Career Panelist – Laura Appenzeller

Laura Appenzeller is the Executive Director of the University of Illinois Research Park and the Assistant Vice Chancellor for Innovation at the University of Illinois Urbana-Champaign supporting research commercialization and industry partnerships. The Research Park is located on the campus with mixed-use development of more than 800K square feet of constructed buildings, 120 companies (large corporations and startup companies), 2,000 employees including 700 students working year-round in internships. EnterpriseWorks incubator startup companies have raised more than $1.4 billion in venture capital and $200 million in SBIR/STTR awards since the incubator opened. Laura is on the leadership team of the EDA iFAB Tech Hub, which was awarded $51 million for the growth of precision fermentation and bioprocessing in Central Illinois. Laura was the founding Chief Operating Officer of the Illinois Quantum and Microelectronics Park, working to facilitate the development and commercialization of quantum technologies in Chicago. Laura is active in numerous regional organizations and board roles. 

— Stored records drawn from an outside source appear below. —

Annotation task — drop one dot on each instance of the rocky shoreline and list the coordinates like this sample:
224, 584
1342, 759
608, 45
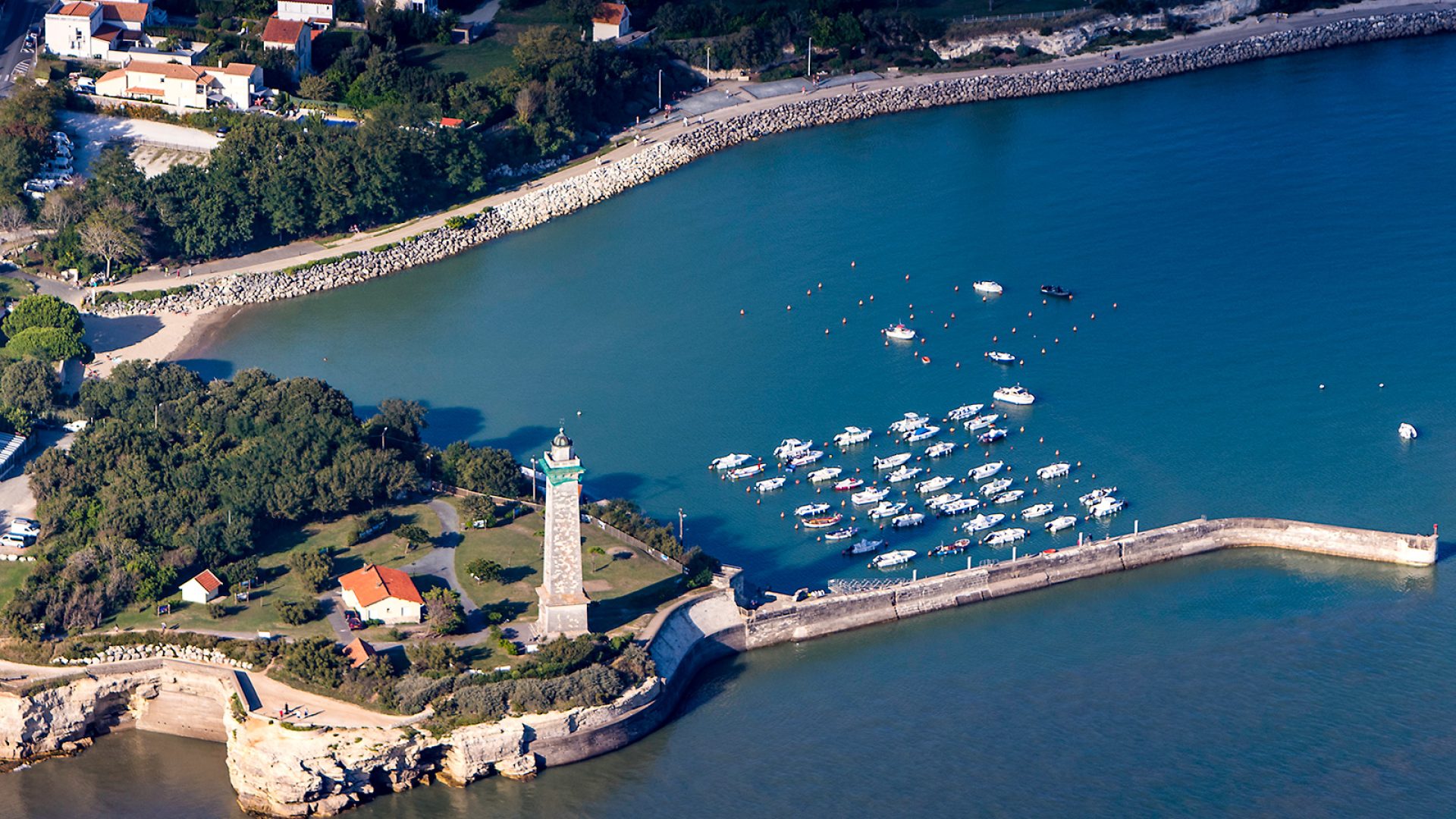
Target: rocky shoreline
536, 207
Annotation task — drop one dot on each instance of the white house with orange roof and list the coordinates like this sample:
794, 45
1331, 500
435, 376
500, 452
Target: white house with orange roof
202, 589
378, 592
185, 86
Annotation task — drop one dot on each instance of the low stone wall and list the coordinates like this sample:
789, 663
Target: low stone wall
565, 197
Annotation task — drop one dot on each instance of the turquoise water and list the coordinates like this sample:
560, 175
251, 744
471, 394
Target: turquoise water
1263, 229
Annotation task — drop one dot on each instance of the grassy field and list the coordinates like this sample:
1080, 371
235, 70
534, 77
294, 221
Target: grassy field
625, 585
258, 613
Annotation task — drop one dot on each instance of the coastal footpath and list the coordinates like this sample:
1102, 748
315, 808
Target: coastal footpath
283, 770
574, 193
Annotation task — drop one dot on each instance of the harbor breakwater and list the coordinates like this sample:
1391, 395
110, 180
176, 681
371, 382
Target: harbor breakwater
539, 206
278, 770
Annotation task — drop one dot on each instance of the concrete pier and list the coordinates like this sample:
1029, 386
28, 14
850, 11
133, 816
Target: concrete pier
781, 623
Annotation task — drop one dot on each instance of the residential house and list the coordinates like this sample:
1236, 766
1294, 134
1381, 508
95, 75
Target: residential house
610, 22
185, 86
382, 594
306, 11
291, 36
202, 589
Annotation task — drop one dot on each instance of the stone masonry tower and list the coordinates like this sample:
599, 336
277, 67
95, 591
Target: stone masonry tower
563, 599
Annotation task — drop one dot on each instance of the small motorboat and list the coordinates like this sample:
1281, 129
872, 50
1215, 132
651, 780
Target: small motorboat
826, 522
992, 436
1055, 471
887, 509
1005, 537
903, 474
747, 471
959, 506
934, 484
826, 474
1097, 494
906, 521
983, 522
791, 447
865, 497
916, 436
1014, 395
986, 469
770, 484
982, 422
864, 548
899, 333
909, 422
1038, 510
995, 487
730, 461
965, 411
943, 499
892, 461
1059, 523
944, 550
897, 557
805, 458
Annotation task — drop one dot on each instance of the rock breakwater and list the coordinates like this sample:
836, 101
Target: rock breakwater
568, 196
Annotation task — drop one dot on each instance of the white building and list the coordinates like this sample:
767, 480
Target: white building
382, 594
306, 11
610, 22
202, 589
185, 86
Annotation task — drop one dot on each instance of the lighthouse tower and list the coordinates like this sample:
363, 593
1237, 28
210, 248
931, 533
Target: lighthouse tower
563, 599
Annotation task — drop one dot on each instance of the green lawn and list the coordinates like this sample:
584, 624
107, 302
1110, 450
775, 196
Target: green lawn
258, 613
623, 588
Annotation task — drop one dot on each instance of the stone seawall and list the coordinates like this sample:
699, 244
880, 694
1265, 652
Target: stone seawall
840, 613
573, 194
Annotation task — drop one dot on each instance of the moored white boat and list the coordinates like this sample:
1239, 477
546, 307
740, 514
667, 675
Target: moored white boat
868, 496
1038, 510
1003, 537
889, 560
986, 469
983, 522
1059, 523
934, 484
1014, 395
826, 474
1055, 471
906, 521
903, 474
811, 509
892, 461
995, 487
731, 461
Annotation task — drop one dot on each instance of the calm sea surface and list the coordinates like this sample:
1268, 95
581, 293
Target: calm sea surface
1261, 231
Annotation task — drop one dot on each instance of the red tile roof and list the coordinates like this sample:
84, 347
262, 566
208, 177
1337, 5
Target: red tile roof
610, 14
375, 583
206, 579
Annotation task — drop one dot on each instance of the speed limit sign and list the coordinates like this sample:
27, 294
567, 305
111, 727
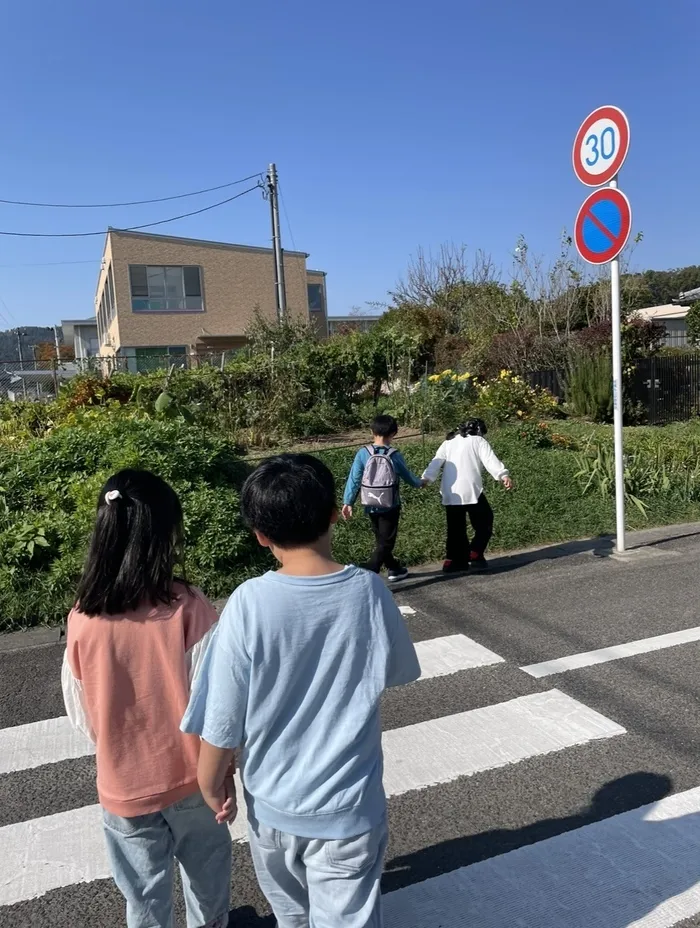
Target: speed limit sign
601, 146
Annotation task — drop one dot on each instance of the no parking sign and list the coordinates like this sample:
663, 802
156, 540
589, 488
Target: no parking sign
603, 225
601, 231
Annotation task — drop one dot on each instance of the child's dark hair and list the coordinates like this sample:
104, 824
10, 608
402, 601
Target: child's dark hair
385, 426
135, 545
290, 499
470, 427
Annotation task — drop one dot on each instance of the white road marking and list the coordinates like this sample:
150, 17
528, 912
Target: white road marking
635, 870
443, 749
53, 740
440, 656
614, 653
47, 742
66, 848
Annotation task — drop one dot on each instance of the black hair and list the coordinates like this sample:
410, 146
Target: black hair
385, 426
290, 499
470, 427
135, 545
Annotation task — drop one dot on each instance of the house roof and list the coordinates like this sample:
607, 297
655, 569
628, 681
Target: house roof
206, 243
668, 311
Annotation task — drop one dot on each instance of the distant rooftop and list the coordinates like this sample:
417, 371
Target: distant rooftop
179, 240
668, 311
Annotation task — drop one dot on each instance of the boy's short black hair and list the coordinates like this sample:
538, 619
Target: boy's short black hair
385, 426
290, 499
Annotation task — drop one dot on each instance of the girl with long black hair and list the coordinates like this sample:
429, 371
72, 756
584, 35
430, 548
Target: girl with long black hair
135, 640
463, 457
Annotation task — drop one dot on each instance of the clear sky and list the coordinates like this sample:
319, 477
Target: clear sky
394, 125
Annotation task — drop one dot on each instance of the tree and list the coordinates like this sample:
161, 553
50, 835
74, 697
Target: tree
692, 322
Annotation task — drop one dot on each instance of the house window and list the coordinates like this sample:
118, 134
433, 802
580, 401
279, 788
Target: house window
316, 303
159, 357
156, 289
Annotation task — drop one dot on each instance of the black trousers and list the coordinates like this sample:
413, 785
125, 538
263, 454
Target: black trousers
385, 526
481, 517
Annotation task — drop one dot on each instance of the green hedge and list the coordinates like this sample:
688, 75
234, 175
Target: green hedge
49, 487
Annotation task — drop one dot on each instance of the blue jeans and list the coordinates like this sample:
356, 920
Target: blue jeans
313, 883
143, 849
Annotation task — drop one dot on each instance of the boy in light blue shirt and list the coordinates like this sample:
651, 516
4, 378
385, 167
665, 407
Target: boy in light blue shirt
294, 676
386, 513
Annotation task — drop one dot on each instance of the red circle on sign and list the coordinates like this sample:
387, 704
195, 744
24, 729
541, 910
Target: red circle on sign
615, 115
618, 239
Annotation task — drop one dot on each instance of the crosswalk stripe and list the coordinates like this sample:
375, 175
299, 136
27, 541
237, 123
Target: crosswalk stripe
66, 848
614, 653
636, 869
37, 743
441, 656
53, 740
444, 749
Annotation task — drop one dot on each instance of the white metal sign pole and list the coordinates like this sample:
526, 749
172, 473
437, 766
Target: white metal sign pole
617, 399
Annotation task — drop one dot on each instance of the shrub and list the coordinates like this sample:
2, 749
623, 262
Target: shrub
589, 386
509, 398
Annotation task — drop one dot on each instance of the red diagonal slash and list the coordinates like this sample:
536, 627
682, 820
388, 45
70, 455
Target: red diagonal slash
599, 225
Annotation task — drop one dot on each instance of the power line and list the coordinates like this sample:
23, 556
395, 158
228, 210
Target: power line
179, 196
145, 225
50, 263
291, 235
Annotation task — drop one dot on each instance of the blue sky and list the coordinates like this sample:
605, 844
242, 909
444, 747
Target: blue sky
394, 125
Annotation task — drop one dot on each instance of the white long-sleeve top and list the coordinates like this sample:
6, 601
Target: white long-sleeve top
463, 460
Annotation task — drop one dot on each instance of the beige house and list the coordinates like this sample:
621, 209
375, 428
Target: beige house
161, 295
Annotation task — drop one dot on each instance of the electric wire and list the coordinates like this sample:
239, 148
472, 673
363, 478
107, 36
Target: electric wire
144, 225
179, 196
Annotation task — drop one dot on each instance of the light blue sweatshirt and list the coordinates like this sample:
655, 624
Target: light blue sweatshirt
294, 674
354, 482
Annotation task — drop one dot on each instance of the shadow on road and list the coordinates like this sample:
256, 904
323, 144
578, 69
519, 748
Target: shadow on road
648, 862
601, 547
626, 794
621, 795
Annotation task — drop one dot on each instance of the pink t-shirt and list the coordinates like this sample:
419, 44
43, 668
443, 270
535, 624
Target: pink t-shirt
134, 672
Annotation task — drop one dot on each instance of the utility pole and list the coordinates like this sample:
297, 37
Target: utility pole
56, 362
280, 288
19, 349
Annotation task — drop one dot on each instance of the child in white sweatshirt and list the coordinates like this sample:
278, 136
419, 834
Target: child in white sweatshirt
463, 456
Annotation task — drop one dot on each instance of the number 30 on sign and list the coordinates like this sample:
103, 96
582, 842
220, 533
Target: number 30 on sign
601, 146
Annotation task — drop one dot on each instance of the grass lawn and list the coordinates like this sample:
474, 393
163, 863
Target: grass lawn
546, 506
51, 486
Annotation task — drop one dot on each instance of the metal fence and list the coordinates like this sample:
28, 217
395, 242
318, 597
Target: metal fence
550, 380
668, 388
39, 381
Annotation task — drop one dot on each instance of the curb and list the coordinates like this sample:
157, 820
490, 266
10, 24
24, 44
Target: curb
43, 637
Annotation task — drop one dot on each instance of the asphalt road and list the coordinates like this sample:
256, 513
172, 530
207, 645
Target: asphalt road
532, 608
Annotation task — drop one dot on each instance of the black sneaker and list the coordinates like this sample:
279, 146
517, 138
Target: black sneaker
400, 573
454, 567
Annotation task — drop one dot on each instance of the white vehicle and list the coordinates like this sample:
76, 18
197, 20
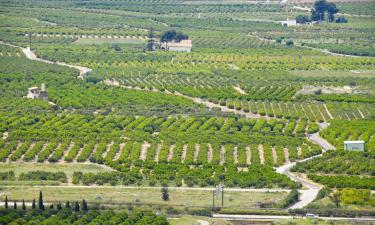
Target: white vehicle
311, 215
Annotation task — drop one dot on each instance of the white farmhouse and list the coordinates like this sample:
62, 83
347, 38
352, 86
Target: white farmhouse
182, 46
36, 93
354, 145
289, 23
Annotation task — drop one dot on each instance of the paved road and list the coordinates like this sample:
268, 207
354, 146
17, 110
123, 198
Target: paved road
307, 196
321, 141
271, 217
158, 188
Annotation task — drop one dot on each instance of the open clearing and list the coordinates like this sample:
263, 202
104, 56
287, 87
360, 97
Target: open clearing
68, 169
119, 195
90, 41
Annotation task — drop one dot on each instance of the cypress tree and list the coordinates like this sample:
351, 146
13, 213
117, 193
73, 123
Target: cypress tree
6, 202
40, 203
33, 206
84, 205
76, 207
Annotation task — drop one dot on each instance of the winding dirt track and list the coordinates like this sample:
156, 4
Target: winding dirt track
32, 56
307, 195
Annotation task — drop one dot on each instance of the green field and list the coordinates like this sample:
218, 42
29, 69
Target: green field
117, 196
96, 41
126, 114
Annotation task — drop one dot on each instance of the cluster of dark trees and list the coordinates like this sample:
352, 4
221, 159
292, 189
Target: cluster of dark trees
319, 11
40, 205
44, 175
67, 216
172, 35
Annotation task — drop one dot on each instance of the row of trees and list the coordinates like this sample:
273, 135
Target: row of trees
41, 206
318, 13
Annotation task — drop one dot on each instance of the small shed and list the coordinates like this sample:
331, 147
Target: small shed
37, 93
289, 23
354, 145
182, 46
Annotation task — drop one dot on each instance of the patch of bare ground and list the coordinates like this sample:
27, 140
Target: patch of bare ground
31, 147
222, 155
274, 155
248, 155
157, 153
184, 152
171, 152
66, 151
117, 156
299, 151
312, 111
328, 112
18, 145
5, 135
209, 153
107, 149
144, 148
235, 154
360, 113
44, 147
50, 155
239, 90
79, 153
261, 153
196, 152
286, 153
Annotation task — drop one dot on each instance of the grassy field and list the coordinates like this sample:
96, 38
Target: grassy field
190, 220
122, 195
316, 222
319, 73
68, 169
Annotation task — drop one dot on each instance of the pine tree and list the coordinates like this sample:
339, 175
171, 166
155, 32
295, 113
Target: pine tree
33, 206
40, 203
6, 202
84, 205
76, 207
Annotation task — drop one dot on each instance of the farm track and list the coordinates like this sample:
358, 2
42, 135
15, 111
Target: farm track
325, 51
307, 195
32, 56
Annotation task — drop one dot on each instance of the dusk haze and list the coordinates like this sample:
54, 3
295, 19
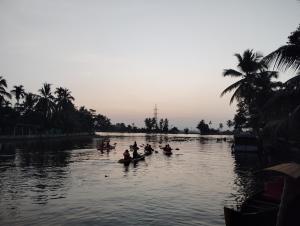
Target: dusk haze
123, 57
150, 112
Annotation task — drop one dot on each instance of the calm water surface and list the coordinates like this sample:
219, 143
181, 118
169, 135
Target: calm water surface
69, 182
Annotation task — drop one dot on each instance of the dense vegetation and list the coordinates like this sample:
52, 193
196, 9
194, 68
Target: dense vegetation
264, 104
53, 112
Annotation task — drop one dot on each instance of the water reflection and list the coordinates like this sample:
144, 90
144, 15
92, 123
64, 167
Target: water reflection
70, 181
36, 169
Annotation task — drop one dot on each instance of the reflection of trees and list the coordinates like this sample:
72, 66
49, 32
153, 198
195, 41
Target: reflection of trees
38, 169
247, 182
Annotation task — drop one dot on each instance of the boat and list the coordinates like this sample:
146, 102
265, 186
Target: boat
245, 142
148, 151
132, 148
259, 210
132, 160
110, 147
168, 152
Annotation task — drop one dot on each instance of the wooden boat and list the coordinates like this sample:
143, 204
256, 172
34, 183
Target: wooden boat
259, 210
107, 148
132, 160
148, 152
132, 148
245, 142
168, 152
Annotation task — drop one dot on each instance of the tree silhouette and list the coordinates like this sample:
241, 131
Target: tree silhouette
18, 92
3, 93
287, 56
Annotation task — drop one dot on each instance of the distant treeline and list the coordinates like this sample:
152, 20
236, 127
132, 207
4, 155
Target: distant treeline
53, 112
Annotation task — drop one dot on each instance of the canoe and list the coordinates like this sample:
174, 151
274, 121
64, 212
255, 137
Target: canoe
133, 148
132, 160
148, 152
259, 210
254, 211
106, 148
168, 152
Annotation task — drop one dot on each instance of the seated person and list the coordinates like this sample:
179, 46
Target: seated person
126, 155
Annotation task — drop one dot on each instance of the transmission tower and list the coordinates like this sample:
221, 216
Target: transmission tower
155, 112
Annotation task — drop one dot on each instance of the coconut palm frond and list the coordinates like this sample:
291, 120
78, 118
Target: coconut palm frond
240, 58
232, 87
232, 73
285, 57
294, 80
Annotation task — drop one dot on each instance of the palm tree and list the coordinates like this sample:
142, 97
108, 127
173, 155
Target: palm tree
46, 103
18, 92
29, 102
64, 98
3, 93
248, 64
287, 56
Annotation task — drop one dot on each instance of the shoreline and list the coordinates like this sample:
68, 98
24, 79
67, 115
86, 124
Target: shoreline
46, 136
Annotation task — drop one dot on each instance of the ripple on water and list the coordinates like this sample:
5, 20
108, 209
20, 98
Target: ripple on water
81, 186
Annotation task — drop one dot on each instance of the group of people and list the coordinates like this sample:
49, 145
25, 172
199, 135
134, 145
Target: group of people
148, 149
167, 148
135, 154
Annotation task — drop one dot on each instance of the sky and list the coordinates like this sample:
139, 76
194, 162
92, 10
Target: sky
121, 57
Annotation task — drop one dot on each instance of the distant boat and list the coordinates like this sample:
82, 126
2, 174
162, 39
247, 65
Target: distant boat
110, 147
245, 142
132, 160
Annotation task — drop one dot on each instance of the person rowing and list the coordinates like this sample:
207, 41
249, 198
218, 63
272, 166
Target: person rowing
167, 150
148, 149
126, 155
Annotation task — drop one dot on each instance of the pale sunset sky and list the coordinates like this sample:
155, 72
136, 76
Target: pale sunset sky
123, 57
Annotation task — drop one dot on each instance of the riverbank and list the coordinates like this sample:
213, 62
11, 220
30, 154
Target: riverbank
46, 136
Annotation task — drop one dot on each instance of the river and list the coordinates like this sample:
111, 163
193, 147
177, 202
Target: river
70, 182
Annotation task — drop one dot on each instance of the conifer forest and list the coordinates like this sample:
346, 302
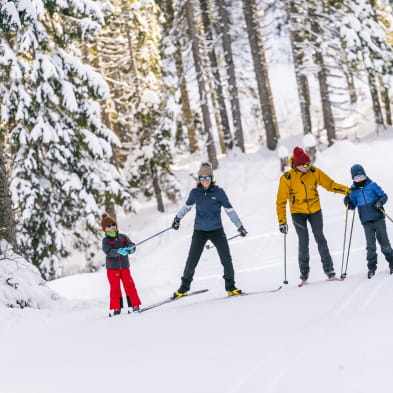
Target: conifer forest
99, 97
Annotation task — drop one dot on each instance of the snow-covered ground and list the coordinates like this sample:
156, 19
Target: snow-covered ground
324, 337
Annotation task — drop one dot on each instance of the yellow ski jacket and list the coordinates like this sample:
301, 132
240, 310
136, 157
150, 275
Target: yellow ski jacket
301, 191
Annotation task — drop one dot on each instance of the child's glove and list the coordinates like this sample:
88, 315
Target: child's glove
131, 250
176, 223
347, 199
242, 231
122, 251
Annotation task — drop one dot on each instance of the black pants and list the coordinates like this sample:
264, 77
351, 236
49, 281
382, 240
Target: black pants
316, 221
376, 230
199, 239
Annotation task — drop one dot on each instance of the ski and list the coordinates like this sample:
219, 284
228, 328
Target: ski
249, 293
258, 292
171, 299
305, 282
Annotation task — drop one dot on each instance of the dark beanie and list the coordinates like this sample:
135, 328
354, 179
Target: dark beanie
357, 170
205, 169
106, 220
300, 157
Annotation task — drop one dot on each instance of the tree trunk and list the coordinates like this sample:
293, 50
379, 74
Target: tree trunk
211, 149
328, 118
301, 79
188, 118
224, 29
157, 189
386, 102
7, 221
378, 116
216, 77
261, 73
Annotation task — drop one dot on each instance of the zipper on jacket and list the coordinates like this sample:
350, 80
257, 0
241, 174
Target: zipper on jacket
305, 190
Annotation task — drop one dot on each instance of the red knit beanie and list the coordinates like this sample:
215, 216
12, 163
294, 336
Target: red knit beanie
300, 157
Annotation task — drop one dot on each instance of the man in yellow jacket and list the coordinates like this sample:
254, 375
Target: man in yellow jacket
299, 187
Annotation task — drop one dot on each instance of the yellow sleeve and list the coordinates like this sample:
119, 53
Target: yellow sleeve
329, 184
281, 201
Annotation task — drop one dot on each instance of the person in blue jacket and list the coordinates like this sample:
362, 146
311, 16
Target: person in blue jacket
208, 199
369, 198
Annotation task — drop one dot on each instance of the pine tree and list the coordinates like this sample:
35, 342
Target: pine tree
148, 167
51, 115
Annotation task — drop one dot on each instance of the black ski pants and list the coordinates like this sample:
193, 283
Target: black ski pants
199, 239
376, 230
316, 221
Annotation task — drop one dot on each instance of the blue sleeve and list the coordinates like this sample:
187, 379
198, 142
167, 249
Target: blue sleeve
224, 200
187, 206
381, 196
229, 209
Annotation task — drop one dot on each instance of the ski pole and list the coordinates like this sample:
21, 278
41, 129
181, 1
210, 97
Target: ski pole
344, 275
383, 211
208, 246
345, 237
285, 259
151, 237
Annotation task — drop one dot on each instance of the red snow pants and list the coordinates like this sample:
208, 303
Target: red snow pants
116, 300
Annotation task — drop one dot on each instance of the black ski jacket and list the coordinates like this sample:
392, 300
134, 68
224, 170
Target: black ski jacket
110, 245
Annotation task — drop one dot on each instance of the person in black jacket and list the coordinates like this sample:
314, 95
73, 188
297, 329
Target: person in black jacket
208, 199
117, 247
369, 198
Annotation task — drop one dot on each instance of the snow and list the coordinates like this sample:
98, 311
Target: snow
324, 337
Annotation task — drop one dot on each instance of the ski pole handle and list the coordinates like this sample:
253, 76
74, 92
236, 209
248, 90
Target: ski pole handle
208, 246
383, 211
155, 235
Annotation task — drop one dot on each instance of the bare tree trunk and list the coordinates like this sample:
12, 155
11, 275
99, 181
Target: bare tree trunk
132, 57
378, 116
261, 73
230, 69
157, 189
211, 149
386, 101
301, 79
216, 77
188, 118
327, 111
7, 221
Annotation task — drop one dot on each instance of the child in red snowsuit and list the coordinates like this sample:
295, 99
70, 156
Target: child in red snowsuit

Career Panelist – Emily Easton, PhD

Emily Easton is Director of Education and Workforce Development for the Chicago Quantum Exchange and co-lead for workforce development at the Illinois Quantum and Microelectronics Park. She advances regional and national initiatives that connect education, research, and industry to build an inclusive quantum-ready workforce. Her work spans new degree and certificate programs, short courses, experiential learning, employer partnerships, and large-scale workforce strategies that prepare students and mid-career professionals for emerging roles in quantum and advanced technologies. With more than 20 years of leadership in education and career development, she brings both strategic vision and operational execution to complex, multi-institution collaborations across the Midwest. Emily has led major grant-funded efforts, cross-sector partnerships, and talent pipelines that broaden access to high-growth technical careers. She holds a Ph.D. in Communication from the University of Illinois at Chicago and M.A. and B.A. degrees in Sociology from the University of Chicago.